General and metabolic variables after 10 and 20 weeks of study in control and diabetic floxedNox4 and podNox4KO mice (n=8–15 per group)
| Variable | 10 weeks
|
20 weeks
|
||||||
|---|---|---|---|---|---|---|---|---|
| floxedNox4
|
podNox4KO
|
floxedNox4
|
podNox4KO
|
|||||
| Control | Diabetes | Control | Diabetes | Control | Diabetes | Control | Diabetes | |
| Body weight (g) | 26±0.8 | 23±0.9* | 29±1.1 | 25±0.7* | 33±0.7 | 26±0.9* | 34±1.1 | 27±1.1* |
| Kidney weight/body weight (%) | 0.54±0.02 | 0.70±0.06* | 0.57±0.01 | 0.70±0.03* | 0.56±0.01 | 0.90±0.04* | 0.57±0.01 | 0.83±0.03* |
| Systolic BP (mmHg) | 97±2 | 99±1 | 103±2 | 107±1 | 98±3 | 99±2 | 104±2 | 105±2 |
| Plasma glucose (mmol/l) | 9.3±0.7 | 26.5±3.6* | 11.6±0.7 | 27.2±3.4* | 9.4±0.7 | 28.7±2.2* | 11.3±0.6 | 24.8±2.3* |
| Total glycated haemoglobin (%) | 6.2±0.1 | 10.6±1.3* | 4.5±0.1 | 9.1±0.3* | 5.9±0.8 | 9.9±1.1* | 6.1±0.9 | 10.6±1.5* |
Data are as means ± SEM
p<0.05 vs the respective control
Renal functional variables
Albuminuria was significantly attenuated after 10 and 20 weeks of diabetes in podNox4KO mice when compared with diabetic floxedNox4 mice (Fig. 1a, b). Similar effects were observed when the data were expressed as urinary ACR after 20 weeks of diabetes (Fig. 1c).

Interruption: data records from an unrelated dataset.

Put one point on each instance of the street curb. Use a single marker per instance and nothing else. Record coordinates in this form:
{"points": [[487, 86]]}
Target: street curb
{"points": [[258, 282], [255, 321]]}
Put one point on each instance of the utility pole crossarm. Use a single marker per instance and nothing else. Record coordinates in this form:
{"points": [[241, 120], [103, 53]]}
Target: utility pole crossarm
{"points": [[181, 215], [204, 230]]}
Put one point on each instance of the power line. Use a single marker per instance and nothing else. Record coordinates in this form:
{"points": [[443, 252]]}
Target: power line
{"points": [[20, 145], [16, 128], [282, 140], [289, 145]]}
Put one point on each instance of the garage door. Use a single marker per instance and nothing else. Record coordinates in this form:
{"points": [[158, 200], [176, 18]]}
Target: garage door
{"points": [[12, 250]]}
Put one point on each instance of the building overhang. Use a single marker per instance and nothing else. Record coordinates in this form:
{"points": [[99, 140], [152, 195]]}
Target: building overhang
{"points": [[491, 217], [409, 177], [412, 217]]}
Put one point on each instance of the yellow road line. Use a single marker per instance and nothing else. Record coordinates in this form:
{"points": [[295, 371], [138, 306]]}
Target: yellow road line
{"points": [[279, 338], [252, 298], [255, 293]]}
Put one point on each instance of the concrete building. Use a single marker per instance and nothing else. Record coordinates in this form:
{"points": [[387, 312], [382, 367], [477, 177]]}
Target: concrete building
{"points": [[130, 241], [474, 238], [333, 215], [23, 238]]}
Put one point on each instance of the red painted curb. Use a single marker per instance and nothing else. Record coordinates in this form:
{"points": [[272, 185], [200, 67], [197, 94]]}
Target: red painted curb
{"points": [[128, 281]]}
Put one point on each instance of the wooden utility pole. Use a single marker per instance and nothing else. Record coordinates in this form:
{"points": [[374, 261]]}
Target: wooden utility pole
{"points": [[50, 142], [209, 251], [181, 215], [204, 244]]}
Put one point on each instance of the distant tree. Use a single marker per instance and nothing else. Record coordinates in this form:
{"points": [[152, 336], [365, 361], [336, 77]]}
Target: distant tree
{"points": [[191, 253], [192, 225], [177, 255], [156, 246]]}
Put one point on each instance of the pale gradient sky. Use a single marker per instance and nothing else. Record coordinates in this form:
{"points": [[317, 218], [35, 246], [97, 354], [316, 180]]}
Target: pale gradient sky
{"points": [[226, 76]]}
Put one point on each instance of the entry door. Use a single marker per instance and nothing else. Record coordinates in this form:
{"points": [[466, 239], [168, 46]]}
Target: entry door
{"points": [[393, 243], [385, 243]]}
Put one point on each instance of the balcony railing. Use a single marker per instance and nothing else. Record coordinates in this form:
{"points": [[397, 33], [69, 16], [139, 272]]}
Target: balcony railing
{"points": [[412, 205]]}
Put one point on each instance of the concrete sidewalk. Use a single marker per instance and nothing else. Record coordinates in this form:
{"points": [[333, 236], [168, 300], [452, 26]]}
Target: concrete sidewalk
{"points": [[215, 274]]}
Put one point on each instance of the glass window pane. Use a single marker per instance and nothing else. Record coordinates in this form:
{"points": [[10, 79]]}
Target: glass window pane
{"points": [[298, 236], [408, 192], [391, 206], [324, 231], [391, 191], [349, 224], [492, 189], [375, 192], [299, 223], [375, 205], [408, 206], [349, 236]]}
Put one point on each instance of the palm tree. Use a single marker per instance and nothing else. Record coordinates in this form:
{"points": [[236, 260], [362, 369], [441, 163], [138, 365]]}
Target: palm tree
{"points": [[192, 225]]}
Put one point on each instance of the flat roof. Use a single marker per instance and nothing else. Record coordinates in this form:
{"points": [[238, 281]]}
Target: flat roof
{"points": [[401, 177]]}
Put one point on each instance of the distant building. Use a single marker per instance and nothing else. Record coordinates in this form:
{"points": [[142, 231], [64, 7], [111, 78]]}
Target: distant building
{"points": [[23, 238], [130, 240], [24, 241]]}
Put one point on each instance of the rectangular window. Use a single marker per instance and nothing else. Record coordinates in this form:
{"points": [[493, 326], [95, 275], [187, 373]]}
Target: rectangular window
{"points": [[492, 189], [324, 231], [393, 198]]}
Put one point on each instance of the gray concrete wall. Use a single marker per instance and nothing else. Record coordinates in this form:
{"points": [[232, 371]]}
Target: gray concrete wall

Furthermore, no difference in albuminuria was found in podCre mice when compared with floxedNox4 mice after 20 weeks of diabetes (ESM Table 2). The serum cystatin C level was reduced in both diabetic floxedNox4 and podNox4KO mice when compared with their non-diabetic counterparts (Fig. 1d), suggesting that the glomerular filtration rate was not reduced by Nox4 deletion in podocytes and that both groups of diabetic mice exhibited hyperfiltration.
Fig. 1.
Podocyte-specific Nox4 deletion attenuated albuminuria in diabetic mice. Urinary albumin excretion at 10 (a) and 20 (b) weeks of diabetes, and ACR (c) and serum cystatin C (d) at 20 weeks of diabetes in floxedNox4 and podNox4KO mice (n =10–15 per group). Data are means ± SEM. *p<0.05, **p<0.01 vs control (Cont) floxedNox4 mice; †p<0.05 vs control (Cont) podNox4KO mice; §p<0.05 vs diabetic (Diab) floxedNox4 mice
Gene and protein expression of nephrin
As previously demonstrated in another model of DN [27], we found decreased gene and protein expression of glomerular nephrin in diabetic floxedNox4 mice (Fig. 2a–c). Interestingly, the diabetes-induced decrease in nephrin expression was preserved in diabetic podNox4KO mice (Fig. 2a–c).
Fig. 2.
Podocyte-specific Nox4 deletion attenuated increased VEGF expression and preserved nephrin expression in diabetic mice. Glomerular gene (a) (n=5–6 per group) and protein (b, c) (n=7–8 per group) expression of nephrin (magnification ×40) in respective control (Cont) and diabetic (Diab) floxedNox4 and podNox4KO mice after 20 weeks of diabetes. Glomerular Vegf gene expression (d) (n=5–6 per group) and urinary VEGF excretion (e) (n=9–10 per group) in respective control and diabetic floxedNox4 and podNox4KO mice after 20 weeks of diabetes. Data are means ± SEM. *p<0.05 vs control floxedNox4 mice; ‡p= 0.05 vs diabetic floxedNox4 mice; †p<0.05 vs control podNox4KO; §p<0.05 vs diabetic floxedNox4 mice
Gene expression and urinary excretion of VEGF
We observed that glomerular Vegf (also known as Vegfa) gene expression and urinary excretion of VEGF were higher in diabetic floxedNox4 mice when compared with non-diabetic controls, and these variables were attenuated in diabetic podNox4KO mice (Fig. 2d, e).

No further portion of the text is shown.